Il mercato del lavoro cambia velocemente.
Le competenze tecniche si aggiornano continuamente.
Ma c’è qualcosa che resta decisivo: come reagisci quando le cose non vanno come previsto.
Secondo il World Economic Forum, nei prossimi anni saranno proprio le soft skills a fare la differenza: la capacità di adattarsi, collaborare, comunicare, leggere il contesto.
E c’è un luogo dove queste competenze si allenano in modo sorprendentemente concreto:
il palco dell’improvvisazione teatrale.
Chi improvvisa lo sa: non puoi controllare tutto.
Puoi solo ascoltare, reagire e costruire insieme agli altri.
Vediamo allora alcune delle soft skills più richieste oggi — e cosa l’improvvisazione ci insegna su come svilupparle davvero.
1. Pensiero critico e ascolto attivo
Molti pensano che il pensiero critico sia solo una questione di analisi e razionalità.
In realtà parte da una cosa molto più semplice: saper ascoltare davvero.
Sul palco succede spesso questo: entri in scena con un’idea… e il tuo partner fa qualcosa di completamente diverso.
Se non ascolti, cerchi di riportare tutto sulla tua idea.
E la scena muore.
Se invece ascolti davvero, inizi a costruire.
In azienda succede la stessa cosa: il pensiero critico nasce quando sospendiamo per un attimo il giudizio e iniziamo a osservare, fare domande, capire il contesto.
2. Adattabilità: trasformare l’imprevisto
L’improvvisazione è, per definizione, l’arte dell’imprevisto.
Una parola sbagliata, un cambio di ritmo, un errore…
tutto può diventare materiale creativo.
Gli improvvisatori non combattono l’imprevisto: lo usano.
È esattamente la stessa abilità che serve nelle organizzazioni di oggi.
Non si tratta di evitare il cambiamento, ma di restare lucidi mentre accade.

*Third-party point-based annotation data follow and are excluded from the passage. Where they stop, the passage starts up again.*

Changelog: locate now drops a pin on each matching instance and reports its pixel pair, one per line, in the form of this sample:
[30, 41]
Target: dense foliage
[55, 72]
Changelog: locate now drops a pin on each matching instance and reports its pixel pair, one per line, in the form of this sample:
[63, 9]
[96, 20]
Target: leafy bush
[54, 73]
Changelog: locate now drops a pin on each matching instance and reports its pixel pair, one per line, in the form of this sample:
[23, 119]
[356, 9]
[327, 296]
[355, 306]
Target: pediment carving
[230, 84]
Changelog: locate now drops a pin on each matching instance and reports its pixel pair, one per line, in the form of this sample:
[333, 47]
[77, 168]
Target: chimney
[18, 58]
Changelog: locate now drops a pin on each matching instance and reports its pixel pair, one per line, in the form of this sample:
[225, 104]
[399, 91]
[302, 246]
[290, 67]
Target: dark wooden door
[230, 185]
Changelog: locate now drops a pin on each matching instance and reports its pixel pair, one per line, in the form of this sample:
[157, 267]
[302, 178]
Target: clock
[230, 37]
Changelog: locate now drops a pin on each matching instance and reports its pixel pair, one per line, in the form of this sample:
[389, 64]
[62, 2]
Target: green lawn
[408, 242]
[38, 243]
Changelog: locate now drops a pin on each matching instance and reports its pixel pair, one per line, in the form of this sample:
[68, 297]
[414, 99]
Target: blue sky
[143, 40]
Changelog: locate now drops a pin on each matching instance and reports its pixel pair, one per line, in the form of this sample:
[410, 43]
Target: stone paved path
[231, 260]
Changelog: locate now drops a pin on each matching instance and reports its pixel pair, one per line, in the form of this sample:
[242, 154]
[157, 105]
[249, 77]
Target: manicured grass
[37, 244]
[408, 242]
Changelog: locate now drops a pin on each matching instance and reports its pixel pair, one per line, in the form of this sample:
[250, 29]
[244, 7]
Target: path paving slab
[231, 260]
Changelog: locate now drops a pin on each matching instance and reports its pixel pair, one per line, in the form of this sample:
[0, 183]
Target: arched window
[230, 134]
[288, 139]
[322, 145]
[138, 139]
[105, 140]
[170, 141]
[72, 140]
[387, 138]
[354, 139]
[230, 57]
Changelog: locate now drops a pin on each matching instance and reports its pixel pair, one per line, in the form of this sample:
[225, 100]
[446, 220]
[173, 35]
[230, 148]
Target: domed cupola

Prima ancora che una competenza, è un mindset.
3. Intelligenza emotiva
Sul palco non bastano le parole.
Devi percepire il tono, l’energia, il ritmo del tuo partner.
Se non cogli questi segnali, la scena perde forza — e il pubblico lo sente subito.
Questa sensibilità è ciò che oggi chiamiamo intelligenza emotiva.
Nel lavoro significa saper leggere il clima del team, gestire tensioni, creare fiducia.
Non è una competenza “soft”.
Spesso è quella che fa davvero funzionare le squadre.
4. Comunicazione efficace
Comunicare bene non significa parlare tanto.
Sul palco funziona il contrario:
meno parole, più presenza.
Ogni frase deve far avanzare la scena.
L’improvvisazione allena proprio questo:
ascoltare, essere chiari, reagire nel momento giusto.
Nelle aziende — soprattutto nei contesti ibridi e digitali — questa capacità è sempre più preziosa.
5. Collaborazione: far brillare gli altri
In improvvisazione c’è una regola semplice:
la scena funziona solo se funzioniamo insieme.
Se qualcuno cerca di dominare, la scena si rompe.
Per questo uno dei principi base è il famoso “Sì, e…”:
accogliere ciò che l’altro propone e costruirci sopra.
È un atteggiamento profondamente collaborativo.
E nelle organizzazioni moderne è esattamente ciò che serve:
passare dal “il mio risultato” al “nostro risultato”.
Perché allenare queste competenze con l’improvvisazione
Le soft skills non si imparano davvero con le slide.
Si sviluppano facendo esperienza.
L’improvvisazione teatrale crea uno spazio sicuro dove le persone possono sperimentare, sbagliare, osservare cosa succede nelle relazioni e nei team.
Ed è proprio questo che la rende uno strumento formativo così potente.
Perché sul palco accade qualcosa di molto semplice:
le dinamiche umane diventano visibili.
E quando diventano visibili, possiamo finalmente iniziare ad allenarle.